Riots and unrest at Australia’s immigration detention centers have piled pressure on Julia Gillard’s minority government, forcing her to adopt a raft of new measures including a “refugee swap” with Malaysia and negotiations to reopen a mothballed facility in Papua New Guinea.
The steps have prompted accusations from critics that the Labor government is copying the policies of the former conservative prime minister, John Howard, who gave Australia an international reputation for taking one of the hardest lines on asylum-seekers–although the numbers coming here are minuscule compared with those arriving in the US and Europe.
Under a deal struck with Kuala Lumpur, Australia will send 800 “boat people” to Malaysia for processing by the United Nations. In return, it will accept 4,000 mainly Burmese refugees currently in Malaysia awaiting resettlement. The aim is to deter asylum-seekers from making the journey to Australia via Indonesia, but the plan has been attacked by refugee and human rights groups, including Amnesty International.

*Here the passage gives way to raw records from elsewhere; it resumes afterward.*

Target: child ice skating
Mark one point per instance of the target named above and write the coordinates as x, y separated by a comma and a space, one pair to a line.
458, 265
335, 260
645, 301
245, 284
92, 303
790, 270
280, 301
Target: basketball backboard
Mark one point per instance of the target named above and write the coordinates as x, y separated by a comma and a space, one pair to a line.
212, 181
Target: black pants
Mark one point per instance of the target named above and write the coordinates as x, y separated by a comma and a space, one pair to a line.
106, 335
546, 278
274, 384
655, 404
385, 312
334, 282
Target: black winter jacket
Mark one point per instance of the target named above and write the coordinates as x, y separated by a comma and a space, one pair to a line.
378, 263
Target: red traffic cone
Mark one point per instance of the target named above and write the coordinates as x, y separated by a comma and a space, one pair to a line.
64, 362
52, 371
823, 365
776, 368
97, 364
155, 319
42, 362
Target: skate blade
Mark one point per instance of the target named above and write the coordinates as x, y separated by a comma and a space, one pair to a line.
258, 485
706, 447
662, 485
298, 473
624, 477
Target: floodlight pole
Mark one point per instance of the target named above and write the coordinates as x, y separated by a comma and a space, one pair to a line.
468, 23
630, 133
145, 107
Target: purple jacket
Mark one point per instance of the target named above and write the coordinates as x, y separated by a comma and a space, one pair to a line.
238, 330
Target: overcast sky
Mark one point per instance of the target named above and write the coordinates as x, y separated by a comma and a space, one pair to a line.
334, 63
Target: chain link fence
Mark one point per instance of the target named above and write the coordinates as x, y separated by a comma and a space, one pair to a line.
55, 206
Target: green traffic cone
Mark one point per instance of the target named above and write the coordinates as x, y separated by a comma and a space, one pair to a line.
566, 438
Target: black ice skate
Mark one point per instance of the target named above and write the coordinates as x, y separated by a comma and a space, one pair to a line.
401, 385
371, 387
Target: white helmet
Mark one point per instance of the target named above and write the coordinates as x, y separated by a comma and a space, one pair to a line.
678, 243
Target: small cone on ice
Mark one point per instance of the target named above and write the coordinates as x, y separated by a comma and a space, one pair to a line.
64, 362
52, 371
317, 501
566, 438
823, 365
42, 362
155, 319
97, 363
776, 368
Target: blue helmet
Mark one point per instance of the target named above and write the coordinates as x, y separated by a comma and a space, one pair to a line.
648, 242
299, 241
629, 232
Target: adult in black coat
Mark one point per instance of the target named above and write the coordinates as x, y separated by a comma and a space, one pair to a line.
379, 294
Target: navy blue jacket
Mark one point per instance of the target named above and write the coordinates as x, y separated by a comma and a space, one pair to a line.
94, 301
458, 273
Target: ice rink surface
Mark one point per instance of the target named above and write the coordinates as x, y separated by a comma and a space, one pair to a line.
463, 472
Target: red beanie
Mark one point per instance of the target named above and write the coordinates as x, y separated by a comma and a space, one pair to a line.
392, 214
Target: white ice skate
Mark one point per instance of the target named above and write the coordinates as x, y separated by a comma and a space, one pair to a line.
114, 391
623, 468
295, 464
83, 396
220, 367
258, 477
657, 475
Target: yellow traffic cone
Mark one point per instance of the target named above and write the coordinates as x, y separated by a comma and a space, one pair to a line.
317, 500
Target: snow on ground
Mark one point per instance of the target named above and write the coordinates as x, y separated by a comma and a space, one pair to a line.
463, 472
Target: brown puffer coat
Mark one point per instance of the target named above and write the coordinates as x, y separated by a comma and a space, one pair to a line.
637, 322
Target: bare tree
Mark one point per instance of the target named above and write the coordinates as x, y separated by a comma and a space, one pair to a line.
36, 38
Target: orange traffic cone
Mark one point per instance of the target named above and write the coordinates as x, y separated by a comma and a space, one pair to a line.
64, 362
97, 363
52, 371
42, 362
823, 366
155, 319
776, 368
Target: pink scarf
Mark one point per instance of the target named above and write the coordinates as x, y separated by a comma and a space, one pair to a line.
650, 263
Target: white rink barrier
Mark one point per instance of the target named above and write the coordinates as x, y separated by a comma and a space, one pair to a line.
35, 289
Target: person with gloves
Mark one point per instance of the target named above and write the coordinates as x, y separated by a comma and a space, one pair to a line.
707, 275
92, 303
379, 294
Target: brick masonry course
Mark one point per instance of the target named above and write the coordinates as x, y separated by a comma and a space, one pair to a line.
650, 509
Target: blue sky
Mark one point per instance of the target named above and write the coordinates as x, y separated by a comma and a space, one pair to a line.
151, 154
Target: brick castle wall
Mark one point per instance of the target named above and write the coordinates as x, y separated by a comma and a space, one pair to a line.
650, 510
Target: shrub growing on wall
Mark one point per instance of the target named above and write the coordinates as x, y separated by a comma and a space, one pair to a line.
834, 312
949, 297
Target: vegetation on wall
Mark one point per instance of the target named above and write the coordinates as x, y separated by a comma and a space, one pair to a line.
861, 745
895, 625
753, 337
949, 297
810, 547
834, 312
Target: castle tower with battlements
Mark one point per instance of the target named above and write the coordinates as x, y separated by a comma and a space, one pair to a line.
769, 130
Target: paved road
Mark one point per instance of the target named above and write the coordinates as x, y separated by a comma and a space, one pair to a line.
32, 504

An Amnesty report last year described Malaysia’s immigration detention centers as filthy, overcrowded, lacking in proper healthcare, sufficient food, and clean drinking water–and rife with abuse by staff.
The refugee issue was thrust back into the political spotlight by the disturbances at centers around Australia, where asylum-seekers–mainly from Afghanistan, Sri Lanka, and Iraq–are housed while their claims are considered. At the Villawood facility in Sydney, disgruntled detainees set fire to four buildings recently, then staged an 11-day rooftop protest. Other facilities, including the main refugee processing center on Christmas Island, an Australian territory in the Indian Ocean, have also experienced trouble.
Amid the public outrage sparked by the Villawood riot, Australia’s Immigration minister, Chris Bowen, announced last month that asylum-seekers convicted of a criminal offense–such as property damage–will not be given a permanent residency visa, even if their refugee claim is upheld.
“The government is creating the very circumstances and duress that push people into carrying out these protests,” says Ian Rentoul, a spokesman for the Refugee Action Coalition. “Long-term detention creates mental anguish and anxiety, and eventually mental illness. The response to the riots is just politicking, and will do nothing to stop the protests.”
Mr. Rintoul says there were hopes that when Labor came to power in 2007, it would take a more humanitarian approach to the asylum issue. “But at every stage they have just become more draconian.”